Linux Network Programming, Part 2

Ivan Griffin

John Nelson

Issue #47, March 1998

In part 2 of our series we learn how to design and code network daemons to serve our clients well.

Daemon processes are servers which run in the background servicing various clients. You should be aware of the following few issues when creating daemon processes. During development, it is always advisable to run the server in the foreground in order to use printf or write for debugging. Also, if the server happens to go berserk, it can be killed by sending the interrupt character (typically ctrl-c). While being deployed for use, the server should be coded to act like a daemon. Daemon programs in Unix typically end in the letter d, e.g., httpd for the HTTP daemon (web server).

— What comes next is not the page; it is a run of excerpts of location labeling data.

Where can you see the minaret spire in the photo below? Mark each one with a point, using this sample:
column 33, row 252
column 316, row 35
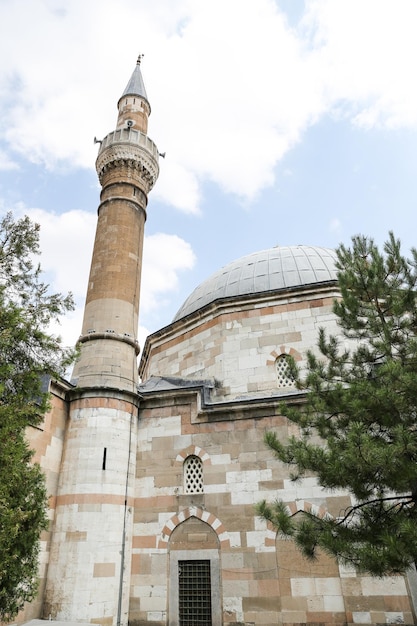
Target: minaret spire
column 93, row 520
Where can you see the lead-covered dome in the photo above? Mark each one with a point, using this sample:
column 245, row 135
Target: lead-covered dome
column 268, row 270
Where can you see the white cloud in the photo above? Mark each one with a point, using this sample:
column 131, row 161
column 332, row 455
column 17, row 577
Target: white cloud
column 164, row 256
column 6, row 164
column 230, row 95
column 66, row 243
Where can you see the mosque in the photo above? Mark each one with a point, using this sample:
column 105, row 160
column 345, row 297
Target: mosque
column 153, row 484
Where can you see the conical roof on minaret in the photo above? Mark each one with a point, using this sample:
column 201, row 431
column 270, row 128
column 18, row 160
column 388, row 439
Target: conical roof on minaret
column 136, row 86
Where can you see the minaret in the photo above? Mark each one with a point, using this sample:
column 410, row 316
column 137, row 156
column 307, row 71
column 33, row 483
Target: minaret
column 88, row 572
column 127, row 167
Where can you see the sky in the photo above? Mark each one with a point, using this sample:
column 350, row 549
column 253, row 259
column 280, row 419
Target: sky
column 284, row 122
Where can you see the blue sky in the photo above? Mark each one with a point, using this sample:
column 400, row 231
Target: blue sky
column 284, row 122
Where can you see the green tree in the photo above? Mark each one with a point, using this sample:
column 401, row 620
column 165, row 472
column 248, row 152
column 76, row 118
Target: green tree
column 28, row 353
column 358, row 425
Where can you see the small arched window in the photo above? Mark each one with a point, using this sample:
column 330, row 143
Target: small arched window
column 284, row 377
column 193, row 474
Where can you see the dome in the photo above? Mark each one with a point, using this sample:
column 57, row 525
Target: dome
column 269, row 270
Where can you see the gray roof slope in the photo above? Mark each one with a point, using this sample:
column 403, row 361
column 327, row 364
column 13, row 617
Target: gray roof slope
column 268, row 270
column 136, row 86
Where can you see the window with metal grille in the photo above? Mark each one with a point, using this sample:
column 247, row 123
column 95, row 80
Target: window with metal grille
column 284, row 377
column 194, row 590
column 193, row 475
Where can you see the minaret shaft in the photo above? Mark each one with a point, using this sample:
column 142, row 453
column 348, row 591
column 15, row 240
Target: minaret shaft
column 87, row 574
column 127, row 167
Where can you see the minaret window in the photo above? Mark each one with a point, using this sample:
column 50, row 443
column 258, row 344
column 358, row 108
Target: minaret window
column 193, row 475
column 284, row 377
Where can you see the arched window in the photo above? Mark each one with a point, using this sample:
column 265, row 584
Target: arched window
column 193, row 474
column 284, row 378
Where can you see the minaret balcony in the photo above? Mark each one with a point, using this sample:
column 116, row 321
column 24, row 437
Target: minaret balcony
column 129, row 146
column 129, row 135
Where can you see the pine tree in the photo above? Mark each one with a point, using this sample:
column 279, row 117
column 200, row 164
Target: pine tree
column 361, row 400
column 28, row 353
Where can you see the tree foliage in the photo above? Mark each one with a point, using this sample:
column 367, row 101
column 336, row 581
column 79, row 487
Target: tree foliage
column 361, row 401
column 28, row 353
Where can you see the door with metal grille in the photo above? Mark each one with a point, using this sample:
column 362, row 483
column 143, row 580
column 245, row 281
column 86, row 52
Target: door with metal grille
column 194, row 591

It is always nice to have a daemon automatically put itself in the background when run. This is quite easy to achieve using the fork() call. A well-behaved daemon will close all the open file descriptors it inherited from its parent after the fork. This is especially important if the files are terminal devices, as they must be closed to allow the terminal state to reset when the user who starts the daemon logs out. Use the getrlimit() call to determine the maximum number of open file descriptors and to close them.

The process must then change its process group. Process groups are used in distributing signals—those processes with the same group as the terminal are in the foreground and are allowed to read from the terminal. Those in a different group are considered in the background (and will be blocked if they attempt to read).

Closing the controlling terminal and changing the session group prevents the daemon process from receiving implicit (i.e., not sent by the user with the kill command) signals from the previous group leader (commonly a shell).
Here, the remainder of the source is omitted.